Workplace Culture – it’s a term frequently used by management “gurus” and just as frequently ignored by many who see culture change programs as nothing more than the warm and fuzzy stuff – yoga classes, paying for Christmas drinks, providing fruit in the staff room and the odd “mufti day”. Sure, these things have their place, but their place is as part of a broader strategy which is directly linked to and designed around achievement of overall business objectives.

In fact, workplace culture is so much more than the warm and fuzzy stuff… can be absolutely key to building competitive advantage within your business, regardless of whether your business has 3 or 3,000 staff. Consider this quote from Giam Swiegers, former CEO of the successful professional services firm Deloitte Australia;

I’m an accountant. I’m all about making money. If you want to make money, get your culture right first. Don’t waste your time on the other stuff

Giam Swiegers

So Just What is “Workplace Culture” ?

The most meaningful yet simplest definition of workplace culture is that it’s “the way we do things around here” – the shared expectations and collective understanding of just what and how things get done within a particular workplace. Culture is not the mission and values of the business: culture is the (usually) unwritten reality. And that reality can vary significantly from one business to another, as can the impact of culture on business success.

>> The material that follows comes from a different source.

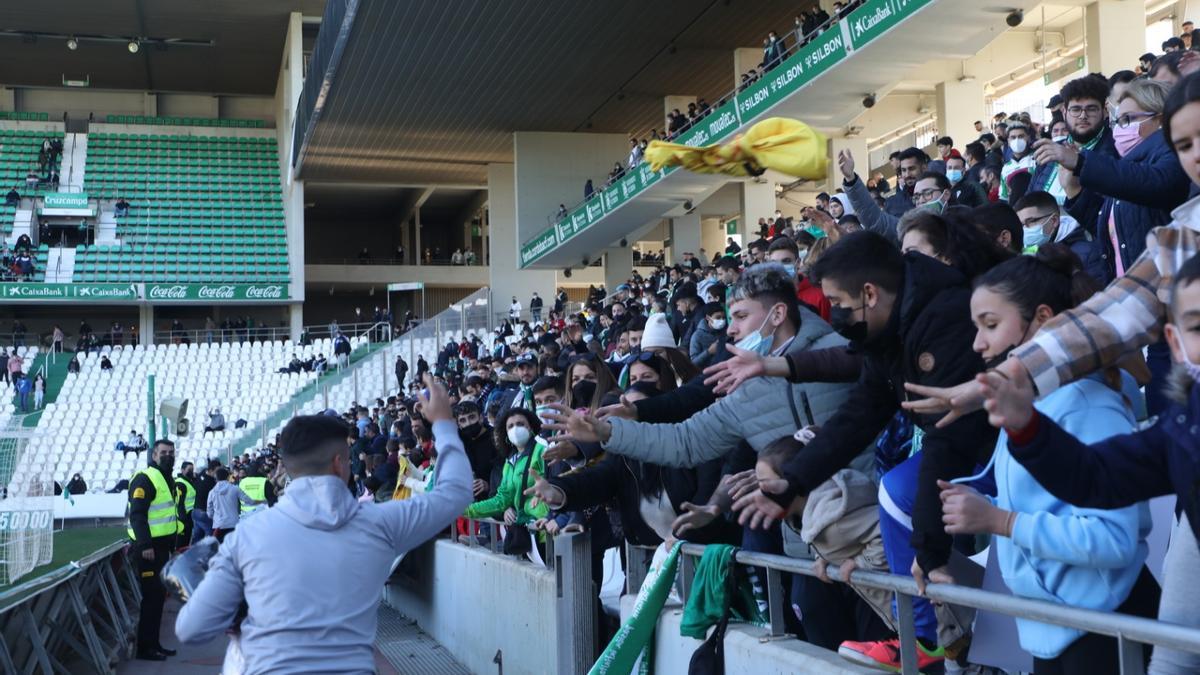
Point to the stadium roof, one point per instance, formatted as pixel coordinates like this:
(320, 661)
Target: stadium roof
(247, 43)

Consider which of these businesses has a culture that puts it at a competitive advantage:

At ABC Products, it’s the practise and the unwritten expectation that people;

  • Contribute new ideas; 
  • Collectively set challenging yet realistic goals, plan and work toward their achievement; 
  • Celebrate achievement of individual and team objectives;
  • Are friendly, welcoming and sensitive to the needs of others in the group and the group as a whole, and; 
  • Produce high quality products and provide great customer service. 

At XYZ Products, it’s the practise and the unwritten expectation that people;

  • Make decisions without consultation, “because that’s what bosses do”, or avoid making them at all; 
  • Pick other people’s ideas to pieces; 
  • Do things and make decisions only to please others, regardless of what might deliver the best outcome for the business; 
  • Never, ever make mistakes (and if you do, hide them !), and; 
  • Always follow the rules, no matter what. 

Which business do you think will attract and retain the best and brightest staff? Which will have the better chance of achieving sustainable, long-term success? Which would you rather work in, or indeed own/manage? Not too hard to decide is it?

Take a moment and think about the culture within your business……the shared understanding, the unwritten rules and expectations – is the current culture within your business an asset or a liability? Is the culture within your business helping or hindering your efforts to achieve Success Through People?